While the chances of having a C-section are higher in twin pregnancies, due to the higher potential of health complications of having two babies in utero, "it's not something we now push as providers," says Dr. Ecker, "unless other risk factors like maternal health, fetal heart rate, or positioning interfere. Many women with twins should, in fact, expect and have vaginal deliveries."
These pregnancy complications are all more common during twin pregnancies, particularly in the last two trimesters, says Dr. Dow. Preeclampsia, which is classified as high blood pressure, protein in the urine, and dysfunction of some of the mother's organs, is more than twice as common in twin pregnancies. The exact cause isn't known, but experts believe it begins in the placenta. Early in pregnancy, Dr. Dow explains, new blood vessels develop to efficiently send blood to the placenta. In women with preeclampsia, these blood vessels don't seem to develop properly, sparking the symptoms mentioned above.
Preterm labor is a common condition in twin moms, but doctors still don't know what spurs early labor.
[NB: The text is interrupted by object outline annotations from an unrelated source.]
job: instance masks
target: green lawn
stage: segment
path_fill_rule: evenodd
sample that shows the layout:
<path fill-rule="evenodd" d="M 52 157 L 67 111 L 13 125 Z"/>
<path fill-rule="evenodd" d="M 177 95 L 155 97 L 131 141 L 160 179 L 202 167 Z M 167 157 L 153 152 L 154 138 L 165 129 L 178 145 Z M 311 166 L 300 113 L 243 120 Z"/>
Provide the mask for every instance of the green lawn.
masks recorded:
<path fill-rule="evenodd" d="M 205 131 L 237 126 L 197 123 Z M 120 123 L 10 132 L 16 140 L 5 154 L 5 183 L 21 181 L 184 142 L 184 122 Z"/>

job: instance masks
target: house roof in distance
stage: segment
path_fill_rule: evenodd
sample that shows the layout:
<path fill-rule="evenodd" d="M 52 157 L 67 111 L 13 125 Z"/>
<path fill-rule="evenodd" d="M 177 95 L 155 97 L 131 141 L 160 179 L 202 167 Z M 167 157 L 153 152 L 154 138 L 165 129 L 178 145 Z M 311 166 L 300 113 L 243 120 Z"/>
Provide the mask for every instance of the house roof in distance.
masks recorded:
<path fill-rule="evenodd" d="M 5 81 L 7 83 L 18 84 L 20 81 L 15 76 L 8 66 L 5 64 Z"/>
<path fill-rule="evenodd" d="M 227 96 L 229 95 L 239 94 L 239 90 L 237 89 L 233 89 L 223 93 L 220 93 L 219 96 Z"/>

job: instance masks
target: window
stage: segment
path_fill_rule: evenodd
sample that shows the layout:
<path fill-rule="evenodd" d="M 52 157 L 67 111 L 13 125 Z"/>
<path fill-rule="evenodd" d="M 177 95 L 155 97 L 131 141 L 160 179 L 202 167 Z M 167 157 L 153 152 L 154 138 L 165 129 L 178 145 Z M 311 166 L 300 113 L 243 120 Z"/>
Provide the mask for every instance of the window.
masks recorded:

One theory? "The uterine muscle is only designed to be distended only so far before it wants to start contracting to get back to its normal size," explains Dr. Dow. "And with twins, this distention starts earlier and can be more extreme." In fact, according to the March of Dimes, close to 60 percent of all twins are born prematurely (before 37 weeks), with the average twin pregnancy lasting 35 weeks.
PUPPP, which stands for pruritic urticarial papules and plaques of pregnancy, is a red, relentlessly itchy rash that can occur in your third trimester—first as hive-like patches on the belly, then moving to the thighs, buttocks, and back.
"The itchiness was unbearable," recalls Malia Vanaman, a mom of twins from Indianapolis. Vanaman, who developed the condition at 32 weeks with her twins, tried remedies like lukewarm oatmeal baths and lotion to soothe her stinging skin. Finally, she consulted her ob-gyn. "The topical cream she prescribed worked wonders—and once my babies were born at 37 weeks, my rash disappeared," she says.
No one knows what causes PUPPP, but it's more common in twin moms, possibly due to the extra amount of hormones, says Dr. Dow. Luckily, the condition won't trigger other health complications, and although it's uncomfortable, the symptoms can generally be managed with prescription antihistamines, oral steroids, or topical ointments.
Your gallbladder stores bile, which helps your body break down and digest the fats you eat. The problem? "During pregnancy, the gallbladder empties poorly, due to the higher amounts of hormones in the body like progesterone, which naturally relaxes and slows the function of smooth muscle organs," Dr. Dow says. "And increased estrogen, which naturally occurs during pregnancy, and is even higher in twin pregnancies, also prompts more secretions, so everything bogs down, setting the stage for the formation of painful gallstones." The result? Severe nausea after eating, as well as a nagging pain beneath your ribs. "Sometimes we can manage problems with diet changes and medication during pregnancy," says Dr. Dow, "but in severe cases, surgery may be needed."